Rupiah sebenarnya mengawali perdagangan hari ini dengan cukup meyakinkan, menguat 0,24% ke Rp 14.400/US$ begitu bel perdagangan berbunyi. Tetapi, kurang dari 1 jam setelahnya, rupiah sudah stagnan, kemudian malah melemah 0,07% ke Rp 14.445/US$.
Selepas tengah hari, rupiah berhasil kembali ke zona hijau dan mengakhiri perdagangan di Rp 14.420/US$, menguat 0,07%.
Penguatan tersebut terjadi setelah indeks dolar AS melemah 0,1% ke 91,718 sore ini. Dolar AS menanti inflasi PCE yang merupakan acuan bank sentral AS (The Fed) dalam menetapkan kebijakan moneter.
Inflasi PCE inti pada bulan April dilaporkan tumbuh 3,1% year-on-year (YoY), jauh lebih tinggi ketimbang bulan sebelumnya 1,8% yoy. Rilis tersebut merupakan yang tertinggi sejak Juli 1992, nyaris 30 tahun terakhir.
Tingginya inflasi memicu perdebatan mengenai waktu pengetatan moneter (tapering dan kenaikan suku bunga) The Fed. Bahkan, dari internal The Fed sendiri juga ada perbedaan pendapat.
Pada pekan lalu, The Fed memberikan proyeksi suku bunga akan naik dua kali di tahun 2023, bahkan ada kemungkinan naik di tahun 2022.
Tetapi di pekan ini, ketua The Fed Jerome Powell mengatakan tidak akan terburu-buru menaikkan suku bunga hanya karena inflasi yang sedang tinggi saat ini.
"Kami tidak akan menaikkan suku bunga hanya karena kekhawatiran kemungkinan percepatan laju inflasi. Kami akan menunggu lebih banyak bukti mengenai inflasi. Percepatan laju inflasi saat ini belum mencerminkan ekonomi secara keseluruhan, tetapi adalah efek langsung dari reopening," jelas Powell.
Sebaliknya Rabu lalu, dua pejabat teras bank sentral AS (The Fed), Raphael Bostic (Presiden The Fed Atlanta) dan Michelle Bowman (Anggota Dewan Gubernur The Fed), menyatakan tekanan inflasi boleh saja cuma sementara. Namun dampaknya akan terasa dalam waktu lebih lama dari perkiraan sebelumnya.
"Berbagai data terbaru membuat saya memajukan proyeksi (perkiraan kenaikan suku bunga acuan). Saya memperkirakan suku bunga sudah perlu naik pada akhir 2022. Meski temporer, tekanan inflasi akan terjadi dalam waktu yang lebih lama dari perkiraan. Bukan hanya 2-3 bulan tetapi bisa 6-9 bulan," ungkap Bostic, sebagaimana diwartakan Reuters.
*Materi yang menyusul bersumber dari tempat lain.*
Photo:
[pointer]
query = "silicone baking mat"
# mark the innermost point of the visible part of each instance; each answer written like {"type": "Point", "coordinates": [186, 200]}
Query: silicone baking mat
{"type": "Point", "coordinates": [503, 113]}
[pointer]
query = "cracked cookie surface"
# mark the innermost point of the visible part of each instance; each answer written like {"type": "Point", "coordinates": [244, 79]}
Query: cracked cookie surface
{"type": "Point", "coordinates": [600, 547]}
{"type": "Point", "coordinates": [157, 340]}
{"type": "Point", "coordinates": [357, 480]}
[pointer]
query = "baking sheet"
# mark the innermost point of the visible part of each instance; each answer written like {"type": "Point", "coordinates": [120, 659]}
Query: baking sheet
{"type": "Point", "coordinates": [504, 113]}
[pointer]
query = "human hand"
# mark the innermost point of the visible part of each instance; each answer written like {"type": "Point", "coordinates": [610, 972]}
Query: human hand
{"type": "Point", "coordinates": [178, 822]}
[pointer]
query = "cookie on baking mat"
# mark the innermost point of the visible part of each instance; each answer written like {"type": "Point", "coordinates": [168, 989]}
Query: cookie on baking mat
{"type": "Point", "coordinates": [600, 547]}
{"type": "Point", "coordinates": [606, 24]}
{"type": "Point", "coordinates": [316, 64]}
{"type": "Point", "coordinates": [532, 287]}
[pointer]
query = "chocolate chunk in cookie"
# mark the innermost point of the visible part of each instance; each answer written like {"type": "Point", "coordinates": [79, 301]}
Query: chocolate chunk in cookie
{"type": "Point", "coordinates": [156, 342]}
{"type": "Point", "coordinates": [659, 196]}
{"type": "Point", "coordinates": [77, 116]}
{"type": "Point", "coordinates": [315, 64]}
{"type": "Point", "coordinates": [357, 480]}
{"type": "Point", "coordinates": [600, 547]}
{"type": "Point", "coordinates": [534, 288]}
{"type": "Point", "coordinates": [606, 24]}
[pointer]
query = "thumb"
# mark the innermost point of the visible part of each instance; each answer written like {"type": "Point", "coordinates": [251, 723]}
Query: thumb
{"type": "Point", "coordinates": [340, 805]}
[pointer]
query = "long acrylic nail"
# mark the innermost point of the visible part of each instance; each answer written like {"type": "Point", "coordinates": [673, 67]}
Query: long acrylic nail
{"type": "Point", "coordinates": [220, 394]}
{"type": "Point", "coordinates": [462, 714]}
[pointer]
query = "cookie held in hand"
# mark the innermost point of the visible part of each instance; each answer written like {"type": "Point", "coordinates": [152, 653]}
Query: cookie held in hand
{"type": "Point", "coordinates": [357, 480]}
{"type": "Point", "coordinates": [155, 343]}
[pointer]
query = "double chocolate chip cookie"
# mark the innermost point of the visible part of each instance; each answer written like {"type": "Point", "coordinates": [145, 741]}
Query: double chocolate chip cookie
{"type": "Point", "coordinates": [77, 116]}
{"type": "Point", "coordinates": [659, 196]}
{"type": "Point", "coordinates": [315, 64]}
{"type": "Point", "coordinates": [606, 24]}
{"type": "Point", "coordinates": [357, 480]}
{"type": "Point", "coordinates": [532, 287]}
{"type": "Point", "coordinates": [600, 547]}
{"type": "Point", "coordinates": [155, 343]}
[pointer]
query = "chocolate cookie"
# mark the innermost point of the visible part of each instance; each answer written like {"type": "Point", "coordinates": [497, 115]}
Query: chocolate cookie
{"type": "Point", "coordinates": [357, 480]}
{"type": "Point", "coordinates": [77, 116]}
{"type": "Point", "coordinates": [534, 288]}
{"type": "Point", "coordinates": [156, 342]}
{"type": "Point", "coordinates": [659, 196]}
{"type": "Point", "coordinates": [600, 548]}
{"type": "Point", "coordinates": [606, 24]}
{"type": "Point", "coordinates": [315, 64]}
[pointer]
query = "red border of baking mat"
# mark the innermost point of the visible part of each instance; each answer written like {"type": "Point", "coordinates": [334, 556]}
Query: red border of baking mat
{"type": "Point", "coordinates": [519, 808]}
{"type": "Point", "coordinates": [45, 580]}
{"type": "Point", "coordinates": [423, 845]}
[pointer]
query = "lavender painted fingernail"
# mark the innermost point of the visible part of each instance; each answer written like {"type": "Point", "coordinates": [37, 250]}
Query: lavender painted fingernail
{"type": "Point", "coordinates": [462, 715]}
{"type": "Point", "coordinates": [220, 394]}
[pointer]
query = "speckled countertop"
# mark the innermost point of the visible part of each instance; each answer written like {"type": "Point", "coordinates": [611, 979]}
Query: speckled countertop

"Saya setuju bahwa tekanan inflasi disebabkan oleh keterbatasan pasokan dan peningkatan permintaan akibat pembukaan kembali aktivitas masyarakat (reopening). Jika situasi sudah lebih stabil, lebih seimbang, tekanan ini memang akan berkurang. Namun saya sulit memperkirakan kapan itu terjadi, yang jelas akan memakan waktu," tambah Bowman, juga dikutip dari Reuters.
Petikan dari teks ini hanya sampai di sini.